Altmaier: Corona-Verstöße "wirksam ahnden"

01.08.2020 | 09:11 Uhr
Die Zahl der Infektionen wächst, ebenso die Angst vor einem neuen Lockdown. Minister Altmaier fordert, bei Verstößen gegen die Corona-Regeln hart durchzugreifen.
Besser mit Abstand: Hinweis vor Ausstellung in BerlinQuelle: dpa
Bundeswirtschaftsminister Peter Altmaier fordert ein hartes Vorgehen bei Verstößen gegen Corona-Regeln. "Wer andere absichtlich gefährdet, muss damit rechnen, dass dies für ihn gravierende Folgen hat", sagte der CDU-Politiker. "Wir dürfen den gerade beginnenden Aufschwung nicht dadurch gefährden, dass wir einen erneuten Anstieg der Infektionen hinnehmen."
Die Zahl der Corona-Fälle war zuletzt deutlich gestiegen. Das gehe im Wesentlichen auf "das achtlose und manchmal auch unverantwortliche Fehlverhalten einer sehr kleinen Zahl von Menschen" zurück, sagte Altmaier.
"Das müssen wir wirksamer als bisher unterbinden und in Fällen, bei denen es deshalb zu Infektionen und Ausbrüchen kommt, wirksam ahnden", so Altmaier.
Das schließt Bußgelder und Strafen mit ein, wenn es sich um Vorsatz oder grobe Fahrlässigkeit handelt.
Wirtschaftsminister Peter Altmaier
In den Ländern gibt es unterschiedliche Bußgeldkataloge für Verstöße gegen Corona-Regeln, etwa wenn der Mindestabstand nicht eingehalten, im öffentlichen Nahverkehr kein Mund-Nasen-Schutz getragen wird oder Corona-Partys gefeiert werden.

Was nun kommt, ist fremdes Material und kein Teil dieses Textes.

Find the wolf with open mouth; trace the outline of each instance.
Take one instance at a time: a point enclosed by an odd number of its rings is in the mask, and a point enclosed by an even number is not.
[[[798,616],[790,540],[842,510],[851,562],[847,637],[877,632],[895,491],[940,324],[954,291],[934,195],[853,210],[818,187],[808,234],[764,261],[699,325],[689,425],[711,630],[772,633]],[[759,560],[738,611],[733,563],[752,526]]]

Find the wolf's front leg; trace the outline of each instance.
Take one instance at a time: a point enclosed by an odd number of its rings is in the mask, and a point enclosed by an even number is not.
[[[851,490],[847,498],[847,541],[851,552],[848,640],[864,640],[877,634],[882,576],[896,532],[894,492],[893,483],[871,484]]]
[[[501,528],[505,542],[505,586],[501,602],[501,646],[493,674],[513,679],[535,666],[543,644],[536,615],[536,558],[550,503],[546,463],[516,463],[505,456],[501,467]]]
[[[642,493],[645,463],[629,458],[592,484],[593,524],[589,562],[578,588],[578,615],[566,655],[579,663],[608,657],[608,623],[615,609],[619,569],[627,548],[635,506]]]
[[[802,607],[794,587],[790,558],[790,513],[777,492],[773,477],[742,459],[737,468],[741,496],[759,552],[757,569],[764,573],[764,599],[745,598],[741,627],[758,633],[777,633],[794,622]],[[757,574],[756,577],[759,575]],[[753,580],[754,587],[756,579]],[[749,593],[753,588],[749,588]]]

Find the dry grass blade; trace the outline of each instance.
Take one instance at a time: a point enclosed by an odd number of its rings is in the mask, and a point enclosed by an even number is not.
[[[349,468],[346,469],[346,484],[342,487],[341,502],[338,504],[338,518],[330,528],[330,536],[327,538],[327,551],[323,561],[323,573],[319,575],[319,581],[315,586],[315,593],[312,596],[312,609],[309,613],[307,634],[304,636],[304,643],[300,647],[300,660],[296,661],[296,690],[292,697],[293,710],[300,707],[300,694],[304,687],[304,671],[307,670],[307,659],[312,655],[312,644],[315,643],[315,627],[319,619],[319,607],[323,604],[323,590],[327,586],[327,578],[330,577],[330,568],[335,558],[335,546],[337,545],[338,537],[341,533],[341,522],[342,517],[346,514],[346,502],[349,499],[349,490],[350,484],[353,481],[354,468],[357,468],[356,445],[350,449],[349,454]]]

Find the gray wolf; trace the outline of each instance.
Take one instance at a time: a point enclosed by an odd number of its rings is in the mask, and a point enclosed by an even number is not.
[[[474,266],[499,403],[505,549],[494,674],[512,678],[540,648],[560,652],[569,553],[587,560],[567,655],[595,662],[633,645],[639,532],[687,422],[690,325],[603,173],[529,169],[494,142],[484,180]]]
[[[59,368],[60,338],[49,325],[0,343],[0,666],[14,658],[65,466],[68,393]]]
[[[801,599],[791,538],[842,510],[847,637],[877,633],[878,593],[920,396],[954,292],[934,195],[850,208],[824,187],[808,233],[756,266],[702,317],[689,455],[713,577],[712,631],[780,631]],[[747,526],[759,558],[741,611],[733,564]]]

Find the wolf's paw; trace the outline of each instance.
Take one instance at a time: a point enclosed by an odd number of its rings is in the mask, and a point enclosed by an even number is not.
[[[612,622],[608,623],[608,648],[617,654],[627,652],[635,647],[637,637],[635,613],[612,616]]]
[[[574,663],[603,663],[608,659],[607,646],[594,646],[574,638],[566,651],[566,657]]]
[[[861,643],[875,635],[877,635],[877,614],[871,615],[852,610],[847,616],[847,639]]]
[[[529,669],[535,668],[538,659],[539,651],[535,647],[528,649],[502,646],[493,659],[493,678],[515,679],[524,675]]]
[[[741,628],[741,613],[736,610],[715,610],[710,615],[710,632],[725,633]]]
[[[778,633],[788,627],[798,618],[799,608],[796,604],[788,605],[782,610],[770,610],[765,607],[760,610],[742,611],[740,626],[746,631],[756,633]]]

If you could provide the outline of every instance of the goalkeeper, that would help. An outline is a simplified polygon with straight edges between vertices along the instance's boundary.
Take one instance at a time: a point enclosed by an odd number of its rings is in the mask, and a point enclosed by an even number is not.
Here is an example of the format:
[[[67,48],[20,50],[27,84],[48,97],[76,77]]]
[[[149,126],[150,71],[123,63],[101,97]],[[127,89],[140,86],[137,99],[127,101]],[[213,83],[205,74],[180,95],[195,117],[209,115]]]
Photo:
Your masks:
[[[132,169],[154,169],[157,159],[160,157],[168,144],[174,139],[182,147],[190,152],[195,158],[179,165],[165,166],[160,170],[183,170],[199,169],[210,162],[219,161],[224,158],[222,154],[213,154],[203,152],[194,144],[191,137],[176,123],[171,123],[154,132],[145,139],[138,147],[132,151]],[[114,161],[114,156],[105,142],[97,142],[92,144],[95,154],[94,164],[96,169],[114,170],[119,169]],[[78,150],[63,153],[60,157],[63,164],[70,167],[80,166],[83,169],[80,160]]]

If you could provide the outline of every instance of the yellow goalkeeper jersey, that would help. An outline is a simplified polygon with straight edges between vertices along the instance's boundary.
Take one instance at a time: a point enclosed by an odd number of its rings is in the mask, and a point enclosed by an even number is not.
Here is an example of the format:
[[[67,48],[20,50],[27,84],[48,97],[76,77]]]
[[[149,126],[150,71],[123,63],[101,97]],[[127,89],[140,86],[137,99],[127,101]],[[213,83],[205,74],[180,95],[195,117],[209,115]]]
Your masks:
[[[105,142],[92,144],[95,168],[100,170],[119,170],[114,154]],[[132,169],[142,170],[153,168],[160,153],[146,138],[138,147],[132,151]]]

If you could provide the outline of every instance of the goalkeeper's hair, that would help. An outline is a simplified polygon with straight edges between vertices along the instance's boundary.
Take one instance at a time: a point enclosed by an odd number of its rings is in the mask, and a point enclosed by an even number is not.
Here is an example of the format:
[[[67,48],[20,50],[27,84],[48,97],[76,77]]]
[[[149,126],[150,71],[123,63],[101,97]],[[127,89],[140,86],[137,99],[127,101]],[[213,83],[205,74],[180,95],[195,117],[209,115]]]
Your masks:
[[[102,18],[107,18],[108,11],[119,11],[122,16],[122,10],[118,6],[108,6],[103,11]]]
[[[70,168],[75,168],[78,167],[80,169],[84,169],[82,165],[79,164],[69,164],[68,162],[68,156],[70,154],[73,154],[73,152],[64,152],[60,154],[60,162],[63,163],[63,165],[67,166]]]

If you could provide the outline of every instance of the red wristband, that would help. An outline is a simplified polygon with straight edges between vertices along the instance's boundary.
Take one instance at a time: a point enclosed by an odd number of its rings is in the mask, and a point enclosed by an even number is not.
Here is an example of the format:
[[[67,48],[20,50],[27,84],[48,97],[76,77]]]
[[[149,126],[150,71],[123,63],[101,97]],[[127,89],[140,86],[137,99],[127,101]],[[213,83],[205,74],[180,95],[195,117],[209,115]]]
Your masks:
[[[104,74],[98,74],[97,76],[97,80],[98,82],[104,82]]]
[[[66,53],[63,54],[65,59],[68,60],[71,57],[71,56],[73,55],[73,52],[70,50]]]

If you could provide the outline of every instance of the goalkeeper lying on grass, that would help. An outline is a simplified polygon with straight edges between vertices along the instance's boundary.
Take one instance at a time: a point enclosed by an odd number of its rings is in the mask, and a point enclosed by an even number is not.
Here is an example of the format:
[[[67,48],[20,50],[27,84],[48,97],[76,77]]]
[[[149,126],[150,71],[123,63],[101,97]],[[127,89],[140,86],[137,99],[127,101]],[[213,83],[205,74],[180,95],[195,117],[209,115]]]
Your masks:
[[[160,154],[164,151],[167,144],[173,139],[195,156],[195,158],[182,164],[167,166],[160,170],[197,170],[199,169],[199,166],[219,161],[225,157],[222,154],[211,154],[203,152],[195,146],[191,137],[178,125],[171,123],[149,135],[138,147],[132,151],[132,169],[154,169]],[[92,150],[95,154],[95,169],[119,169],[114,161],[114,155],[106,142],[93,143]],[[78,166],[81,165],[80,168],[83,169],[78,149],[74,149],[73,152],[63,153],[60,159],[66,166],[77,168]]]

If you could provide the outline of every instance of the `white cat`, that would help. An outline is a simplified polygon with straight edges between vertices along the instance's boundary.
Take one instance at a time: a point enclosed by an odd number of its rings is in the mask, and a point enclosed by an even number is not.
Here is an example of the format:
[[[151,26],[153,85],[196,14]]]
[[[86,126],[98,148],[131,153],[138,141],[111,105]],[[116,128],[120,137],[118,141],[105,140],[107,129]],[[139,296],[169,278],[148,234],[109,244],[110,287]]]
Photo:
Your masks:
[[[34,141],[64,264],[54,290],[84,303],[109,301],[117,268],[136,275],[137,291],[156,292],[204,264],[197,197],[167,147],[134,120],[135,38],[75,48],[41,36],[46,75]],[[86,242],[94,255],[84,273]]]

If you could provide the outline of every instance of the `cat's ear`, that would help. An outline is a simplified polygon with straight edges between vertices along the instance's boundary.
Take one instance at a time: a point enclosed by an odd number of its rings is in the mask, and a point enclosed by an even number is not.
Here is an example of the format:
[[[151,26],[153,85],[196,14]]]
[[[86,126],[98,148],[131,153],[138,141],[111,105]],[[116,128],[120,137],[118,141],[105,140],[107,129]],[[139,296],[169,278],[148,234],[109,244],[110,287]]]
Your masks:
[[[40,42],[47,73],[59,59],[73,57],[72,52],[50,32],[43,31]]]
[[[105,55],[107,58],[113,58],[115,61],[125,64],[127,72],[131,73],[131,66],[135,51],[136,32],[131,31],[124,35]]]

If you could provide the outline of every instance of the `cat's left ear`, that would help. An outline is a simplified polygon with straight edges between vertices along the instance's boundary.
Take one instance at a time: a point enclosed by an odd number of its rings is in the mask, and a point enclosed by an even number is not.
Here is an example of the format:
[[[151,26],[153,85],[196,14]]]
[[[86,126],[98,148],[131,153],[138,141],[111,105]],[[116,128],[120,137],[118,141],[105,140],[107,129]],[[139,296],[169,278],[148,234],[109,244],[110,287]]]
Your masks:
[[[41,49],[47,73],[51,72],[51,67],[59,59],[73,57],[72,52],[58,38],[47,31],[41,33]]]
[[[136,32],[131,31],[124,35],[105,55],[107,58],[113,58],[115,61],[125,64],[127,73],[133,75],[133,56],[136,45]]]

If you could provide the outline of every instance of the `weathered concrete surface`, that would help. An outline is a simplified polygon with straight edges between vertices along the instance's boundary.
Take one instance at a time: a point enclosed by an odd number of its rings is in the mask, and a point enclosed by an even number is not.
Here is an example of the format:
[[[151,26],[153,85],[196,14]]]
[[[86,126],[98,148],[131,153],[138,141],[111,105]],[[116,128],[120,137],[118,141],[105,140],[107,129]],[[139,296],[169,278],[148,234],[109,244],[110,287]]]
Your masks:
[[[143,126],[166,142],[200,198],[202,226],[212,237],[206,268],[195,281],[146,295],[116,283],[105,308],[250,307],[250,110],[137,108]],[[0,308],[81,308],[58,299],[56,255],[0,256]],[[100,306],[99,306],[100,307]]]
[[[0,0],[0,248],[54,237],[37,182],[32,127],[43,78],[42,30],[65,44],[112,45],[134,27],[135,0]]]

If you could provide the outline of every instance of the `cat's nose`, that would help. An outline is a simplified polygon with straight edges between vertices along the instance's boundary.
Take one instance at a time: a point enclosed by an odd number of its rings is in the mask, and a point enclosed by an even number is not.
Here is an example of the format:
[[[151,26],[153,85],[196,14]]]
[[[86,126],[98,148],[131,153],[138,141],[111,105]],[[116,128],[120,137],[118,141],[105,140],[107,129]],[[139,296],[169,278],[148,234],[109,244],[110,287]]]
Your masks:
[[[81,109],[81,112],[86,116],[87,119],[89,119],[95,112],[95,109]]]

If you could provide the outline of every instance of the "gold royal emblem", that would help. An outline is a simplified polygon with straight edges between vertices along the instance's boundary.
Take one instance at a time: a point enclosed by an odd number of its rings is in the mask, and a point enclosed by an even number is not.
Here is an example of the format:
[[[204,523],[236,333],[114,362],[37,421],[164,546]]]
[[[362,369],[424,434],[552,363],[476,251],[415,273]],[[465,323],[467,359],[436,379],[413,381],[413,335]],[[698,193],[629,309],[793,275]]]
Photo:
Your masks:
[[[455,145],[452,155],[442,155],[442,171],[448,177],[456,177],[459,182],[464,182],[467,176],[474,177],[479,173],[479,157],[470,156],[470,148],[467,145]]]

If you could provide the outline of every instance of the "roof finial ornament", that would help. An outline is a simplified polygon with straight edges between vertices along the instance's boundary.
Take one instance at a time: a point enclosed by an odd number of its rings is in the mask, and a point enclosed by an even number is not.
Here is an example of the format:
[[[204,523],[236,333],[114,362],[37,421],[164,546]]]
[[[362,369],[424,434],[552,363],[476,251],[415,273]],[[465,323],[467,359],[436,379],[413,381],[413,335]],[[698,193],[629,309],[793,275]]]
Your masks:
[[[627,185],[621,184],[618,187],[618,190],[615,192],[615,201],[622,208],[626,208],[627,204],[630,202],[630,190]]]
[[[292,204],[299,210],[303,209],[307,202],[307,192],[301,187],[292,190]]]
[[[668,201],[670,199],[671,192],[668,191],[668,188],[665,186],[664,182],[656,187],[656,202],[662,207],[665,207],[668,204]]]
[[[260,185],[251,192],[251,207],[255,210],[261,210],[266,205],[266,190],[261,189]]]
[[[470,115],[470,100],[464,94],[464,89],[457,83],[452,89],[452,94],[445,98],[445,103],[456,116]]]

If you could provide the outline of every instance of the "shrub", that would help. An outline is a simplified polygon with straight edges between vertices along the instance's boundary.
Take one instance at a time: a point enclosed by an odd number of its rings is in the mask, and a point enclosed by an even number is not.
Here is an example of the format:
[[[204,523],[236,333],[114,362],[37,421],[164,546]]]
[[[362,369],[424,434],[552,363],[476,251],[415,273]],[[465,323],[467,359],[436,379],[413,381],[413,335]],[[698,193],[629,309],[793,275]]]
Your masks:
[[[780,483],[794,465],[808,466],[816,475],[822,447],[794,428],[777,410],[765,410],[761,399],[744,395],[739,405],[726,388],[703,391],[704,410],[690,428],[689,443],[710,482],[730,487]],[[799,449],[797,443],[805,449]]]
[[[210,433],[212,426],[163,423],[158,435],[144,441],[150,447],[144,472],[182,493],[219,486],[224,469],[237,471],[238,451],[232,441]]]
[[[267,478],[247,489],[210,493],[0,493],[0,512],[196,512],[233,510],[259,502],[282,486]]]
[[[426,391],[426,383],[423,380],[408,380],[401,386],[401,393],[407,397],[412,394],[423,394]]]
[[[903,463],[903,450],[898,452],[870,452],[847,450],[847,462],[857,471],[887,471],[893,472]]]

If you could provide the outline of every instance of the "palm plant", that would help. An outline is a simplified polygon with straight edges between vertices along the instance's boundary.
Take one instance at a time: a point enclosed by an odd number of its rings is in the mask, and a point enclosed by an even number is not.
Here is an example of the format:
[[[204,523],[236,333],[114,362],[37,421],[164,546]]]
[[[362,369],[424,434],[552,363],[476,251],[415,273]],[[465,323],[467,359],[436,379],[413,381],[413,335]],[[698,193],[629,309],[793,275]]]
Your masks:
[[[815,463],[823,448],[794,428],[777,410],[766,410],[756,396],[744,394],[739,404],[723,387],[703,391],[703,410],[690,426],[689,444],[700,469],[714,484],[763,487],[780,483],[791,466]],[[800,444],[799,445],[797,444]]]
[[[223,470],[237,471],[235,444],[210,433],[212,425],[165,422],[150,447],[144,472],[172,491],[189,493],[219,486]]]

Haseloff: Zweiten Lockdown können wir uns nicht leisten

Es müsse alles daran gesetzt werden, dass es bei steigenden Fallzahlen nicht zu einem erneuten Shutdown komme, so Altmaier. Auch Sachsen-Anhalts Ministerpräsident Reiner Haseloff warnte vor neuen Ausgangssperren: "Einen zweiten Lockdown können wir uns nicht leisten", sagte der CDU-Politiker den Zeitungen der "Funke Mediengruppe".
"Das würde unsere Wirtschaft kaum verkraften und sich letztendlich auch negativ auf den Sozialstaat und seine Stabilität auswirken." Hilfsmaßnahmen wie im jetzigen finanziellen Rahmen ließen sich wohl nicht wiederholen.
Der Wirtschaftseinbruch in Folge der Corona-Pandemie sei "nicht überraschend", so die Wirtschaftsweise Prof. Veronika Grimm: Es herrsche große Unsicherheit.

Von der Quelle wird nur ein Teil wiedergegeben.